Me he encontrado en el parque una familia con un galgo y me he acercado. Yo llevaba tres, mi Naria y dos que estoy cuidando unos días.
-Ayyyyyyy, qué bonitos!!! ¿están castrados?
-Claro ––respondo––
-¡Qué pena! ––me dicen.
-¿Cómo que qué pena?
Con la cantidad de galgos que se abandonan cada año.. ¿El vuestro no está castrado?
Ingenua de mí, aún creía tener delante gente razonable, pero desinformada. Hasta que me respondieron:
-¡Uy no! ¡Jamás haría una cosa así! ¡Este galgo tiene unas credenciales...!
Credenciales. Su galgo tiene credenciales. Cre-den-cia-les. Ahora lo entiendo: primera pregunta: ¿están castrados? Si no lo estuvieran, igual me habría interesado pagar por el semental. Mierda, no me lo puedo creer. Así no, en el Retiro, en el centro de Madrid, así no. Dos mujeres, una de ellas con acento inglés, ropa cara, mayor, posiblemente la abuela de los niños, tan rubios, tan de anuncio, también ellos con ropa cara. Así no.
He llamado a mi perra (la única que iba suelta de "los míos") para irme. Aquí se acaba la conversación, digo. Se burlan de mí.
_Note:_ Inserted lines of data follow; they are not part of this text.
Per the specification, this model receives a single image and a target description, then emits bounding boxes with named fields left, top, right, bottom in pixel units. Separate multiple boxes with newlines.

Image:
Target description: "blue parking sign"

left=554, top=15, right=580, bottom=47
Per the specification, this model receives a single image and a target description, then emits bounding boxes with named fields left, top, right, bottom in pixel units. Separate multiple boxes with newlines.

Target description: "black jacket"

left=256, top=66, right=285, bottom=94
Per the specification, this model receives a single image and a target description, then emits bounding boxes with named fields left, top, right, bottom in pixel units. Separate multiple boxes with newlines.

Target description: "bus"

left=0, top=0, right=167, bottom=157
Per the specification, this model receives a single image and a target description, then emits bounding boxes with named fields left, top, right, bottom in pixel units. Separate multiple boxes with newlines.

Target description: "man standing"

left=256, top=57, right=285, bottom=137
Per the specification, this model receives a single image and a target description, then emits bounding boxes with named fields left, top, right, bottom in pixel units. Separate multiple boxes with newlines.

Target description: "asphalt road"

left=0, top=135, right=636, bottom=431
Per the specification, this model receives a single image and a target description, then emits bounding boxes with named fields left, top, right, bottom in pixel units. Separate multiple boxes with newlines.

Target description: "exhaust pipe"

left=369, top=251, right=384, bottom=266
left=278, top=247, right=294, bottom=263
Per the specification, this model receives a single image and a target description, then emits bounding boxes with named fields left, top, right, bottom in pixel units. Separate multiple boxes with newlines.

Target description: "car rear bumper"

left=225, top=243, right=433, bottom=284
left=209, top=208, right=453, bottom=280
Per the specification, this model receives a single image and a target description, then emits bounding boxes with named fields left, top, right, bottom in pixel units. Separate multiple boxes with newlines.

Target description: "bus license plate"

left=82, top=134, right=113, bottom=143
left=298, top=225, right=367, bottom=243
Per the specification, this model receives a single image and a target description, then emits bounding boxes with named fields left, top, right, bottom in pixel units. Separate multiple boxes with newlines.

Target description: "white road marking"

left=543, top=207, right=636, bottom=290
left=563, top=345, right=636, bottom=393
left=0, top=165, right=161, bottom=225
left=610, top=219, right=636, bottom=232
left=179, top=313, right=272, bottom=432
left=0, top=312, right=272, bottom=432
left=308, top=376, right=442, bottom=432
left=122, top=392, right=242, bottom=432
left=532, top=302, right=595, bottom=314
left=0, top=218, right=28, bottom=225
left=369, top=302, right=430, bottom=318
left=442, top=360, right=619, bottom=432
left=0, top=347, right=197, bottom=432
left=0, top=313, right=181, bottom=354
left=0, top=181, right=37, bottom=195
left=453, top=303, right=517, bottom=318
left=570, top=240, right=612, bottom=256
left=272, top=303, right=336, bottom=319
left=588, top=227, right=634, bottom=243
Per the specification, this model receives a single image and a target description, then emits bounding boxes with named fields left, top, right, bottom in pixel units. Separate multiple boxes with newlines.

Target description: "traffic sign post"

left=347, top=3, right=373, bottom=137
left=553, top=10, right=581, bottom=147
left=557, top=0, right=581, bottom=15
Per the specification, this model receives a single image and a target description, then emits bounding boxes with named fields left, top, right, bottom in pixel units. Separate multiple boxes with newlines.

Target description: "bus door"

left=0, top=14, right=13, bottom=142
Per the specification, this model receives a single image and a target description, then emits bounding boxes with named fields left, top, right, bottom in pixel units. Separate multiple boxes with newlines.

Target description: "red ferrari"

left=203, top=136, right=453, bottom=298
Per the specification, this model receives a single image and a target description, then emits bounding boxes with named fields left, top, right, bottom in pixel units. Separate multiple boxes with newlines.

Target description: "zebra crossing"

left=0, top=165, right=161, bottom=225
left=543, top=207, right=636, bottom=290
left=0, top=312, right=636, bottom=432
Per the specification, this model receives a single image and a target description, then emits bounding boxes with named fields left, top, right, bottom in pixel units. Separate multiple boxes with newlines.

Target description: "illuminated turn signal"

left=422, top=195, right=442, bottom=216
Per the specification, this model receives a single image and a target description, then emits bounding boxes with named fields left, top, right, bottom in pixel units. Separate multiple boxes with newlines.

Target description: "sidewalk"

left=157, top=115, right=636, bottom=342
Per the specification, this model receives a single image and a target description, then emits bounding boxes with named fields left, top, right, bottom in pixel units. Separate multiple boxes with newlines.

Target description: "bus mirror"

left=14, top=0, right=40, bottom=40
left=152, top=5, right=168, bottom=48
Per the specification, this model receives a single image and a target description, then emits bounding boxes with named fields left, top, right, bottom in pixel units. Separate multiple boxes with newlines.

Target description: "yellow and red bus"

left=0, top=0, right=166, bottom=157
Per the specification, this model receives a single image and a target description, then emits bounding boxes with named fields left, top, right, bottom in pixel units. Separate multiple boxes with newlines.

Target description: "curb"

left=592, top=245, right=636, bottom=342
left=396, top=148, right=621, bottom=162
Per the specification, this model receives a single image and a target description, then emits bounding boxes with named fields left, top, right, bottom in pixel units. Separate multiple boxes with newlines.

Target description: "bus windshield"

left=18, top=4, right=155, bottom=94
Lo último que alcanzo a oír es que habría entonces que castrar a los hombres. Así, con prepotencia, con aires de superioridad. De quien se sabe impune, de quien se cree superior.
Ganas de matar, que diría Safanoria. Me sorprendo a mí misma, yo, tan pacífica siempre, deseando con todas mis fuerzas que esa gente se muera. Que no exista. Que dejen de traficar con galgos, por lo menos, que dejen de traficar con ellos.